Senti o pútrido odor exalando de sua corpulenta mão, que forçosamente se opunha sobre meus lábios. Estava impedida de gritar. Tão apressada como ela, percebi como utilizava sua mão livre para me aprisionar e, ao seu gosto, começar a me puxar com vontade para longe da rua, e em direção a um terreno baldio ainda mais obscuro. Queria sair dali. Queria que não fosse verdade, que não estivesse acontecendo, que fosse um pesadelo. Mas a força do que parecia ser um homem muito mais alto, grande e pesado me obrigava a acatá-lo. Por um instante, tentei contrariar o pavor com o sarcasmo do pensar que, se estivéssemos em um anime onde ser herói fosse uma profissão, teria sido salva por alguém muito mais forte e destemido com exemplar facilidade. Mas não, aquela era a vida real. E, muito provavelmente, minha vida seria utilizada e ceifada por aquele homem ao seu cruel e bel prazer.  

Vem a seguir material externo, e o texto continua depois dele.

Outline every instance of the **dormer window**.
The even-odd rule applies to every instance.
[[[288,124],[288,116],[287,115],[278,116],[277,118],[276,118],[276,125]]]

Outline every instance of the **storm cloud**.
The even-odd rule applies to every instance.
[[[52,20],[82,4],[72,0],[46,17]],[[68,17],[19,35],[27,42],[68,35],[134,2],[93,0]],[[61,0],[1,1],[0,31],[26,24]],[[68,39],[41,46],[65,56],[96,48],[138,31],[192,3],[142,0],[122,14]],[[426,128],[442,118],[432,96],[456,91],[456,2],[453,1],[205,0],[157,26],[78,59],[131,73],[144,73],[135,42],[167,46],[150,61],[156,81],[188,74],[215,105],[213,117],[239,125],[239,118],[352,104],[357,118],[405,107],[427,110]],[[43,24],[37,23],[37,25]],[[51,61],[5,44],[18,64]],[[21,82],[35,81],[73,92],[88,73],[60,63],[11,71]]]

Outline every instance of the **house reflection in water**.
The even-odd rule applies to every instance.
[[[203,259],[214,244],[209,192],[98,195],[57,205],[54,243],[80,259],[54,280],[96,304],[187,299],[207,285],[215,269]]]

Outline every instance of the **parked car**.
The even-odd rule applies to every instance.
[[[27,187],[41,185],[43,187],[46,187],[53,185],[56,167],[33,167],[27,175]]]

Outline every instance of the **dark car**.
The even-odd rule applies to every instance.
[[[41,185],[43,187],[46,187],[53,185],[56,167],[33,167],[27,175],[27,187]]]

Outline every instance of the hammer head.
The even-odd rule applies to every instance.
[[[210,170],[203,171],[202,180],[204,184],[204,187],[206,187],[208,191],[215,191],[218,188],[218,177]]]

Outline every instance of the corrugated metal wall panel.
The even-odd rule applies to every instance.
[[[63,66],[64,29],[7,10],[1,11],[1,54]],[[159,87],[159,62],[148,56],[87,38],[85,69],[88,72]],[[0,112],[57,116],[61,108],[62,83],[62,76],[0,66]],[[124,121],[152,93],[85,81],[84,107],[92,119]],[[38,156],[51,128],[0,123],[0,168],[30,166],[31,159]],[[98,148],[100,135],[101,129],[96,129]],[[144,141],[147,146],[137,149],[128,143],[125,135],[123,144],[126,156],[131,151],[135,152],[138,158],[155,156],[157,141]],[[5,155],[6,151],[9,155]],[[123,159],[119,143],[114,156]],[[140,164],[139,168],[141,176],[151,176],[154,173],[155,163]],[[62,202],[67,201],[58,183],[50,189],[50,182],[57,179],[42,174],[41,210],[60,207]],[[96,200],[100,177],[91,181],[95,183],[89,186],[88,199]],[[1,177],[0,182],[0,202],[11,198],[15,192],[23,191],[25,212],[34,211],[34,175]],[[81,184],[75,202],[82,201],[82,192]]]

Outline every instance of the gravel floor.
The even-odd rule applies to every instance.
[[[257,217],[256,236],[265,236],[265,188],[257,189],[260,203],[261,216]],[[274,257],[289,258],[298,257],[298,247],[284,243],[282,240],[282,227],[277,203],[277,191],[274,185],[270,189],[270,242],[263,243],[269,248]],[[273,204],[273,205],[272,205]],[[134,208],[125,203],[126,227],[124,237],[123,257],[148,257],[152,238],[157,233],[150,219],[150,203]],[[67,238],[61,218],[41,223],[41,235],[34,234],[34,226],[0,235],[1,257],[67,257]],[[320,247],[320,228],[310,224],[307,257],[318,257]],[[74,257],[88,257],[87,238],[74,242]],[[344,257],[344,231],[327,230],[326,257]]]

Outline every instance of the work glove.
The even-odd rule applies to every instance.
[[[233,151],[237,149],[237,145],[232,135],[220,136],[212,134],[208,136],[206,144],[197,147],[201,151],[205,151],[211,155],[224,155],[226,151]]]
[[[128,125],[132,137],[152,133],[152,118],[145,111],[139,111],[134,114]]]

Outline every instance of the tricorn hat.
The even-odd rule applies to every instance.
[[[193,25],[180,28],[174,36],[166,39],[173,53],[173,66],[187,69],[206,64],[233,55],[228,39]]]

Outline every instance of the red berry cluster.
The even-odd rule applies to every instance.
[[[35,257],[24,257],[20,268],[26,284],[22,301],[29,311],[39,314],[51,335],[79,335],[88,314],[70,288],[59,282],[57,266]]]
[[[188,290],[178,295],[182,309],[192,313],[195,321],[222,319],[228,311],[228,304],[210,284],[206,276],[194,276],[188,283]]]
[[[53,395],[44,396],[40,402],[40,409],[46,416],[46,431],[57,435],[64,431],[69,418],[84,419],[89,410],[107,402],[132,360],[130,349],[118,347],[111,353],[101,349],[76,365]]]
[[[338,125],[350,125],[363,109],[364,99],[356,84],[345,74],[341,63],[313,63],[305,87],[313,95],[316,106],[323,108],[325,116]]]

Senti meu corpo sendo arremessado contra o tecido de grama alta daquele sombrio terreno baldio e, com o impacto dele e de minha cabeça sobre o solo, me compreendi desnorteada. Tudo o que fui capaz de ouvir antes de permitir a tontura me apagar por completo foi o ruído apressado de um zíper se abrindo, seguido por... um... grito...? Ele estava... gritando...? Por que...? 

Já em transe, pareci ter escutado, ao longe, um confiante riso sagaz.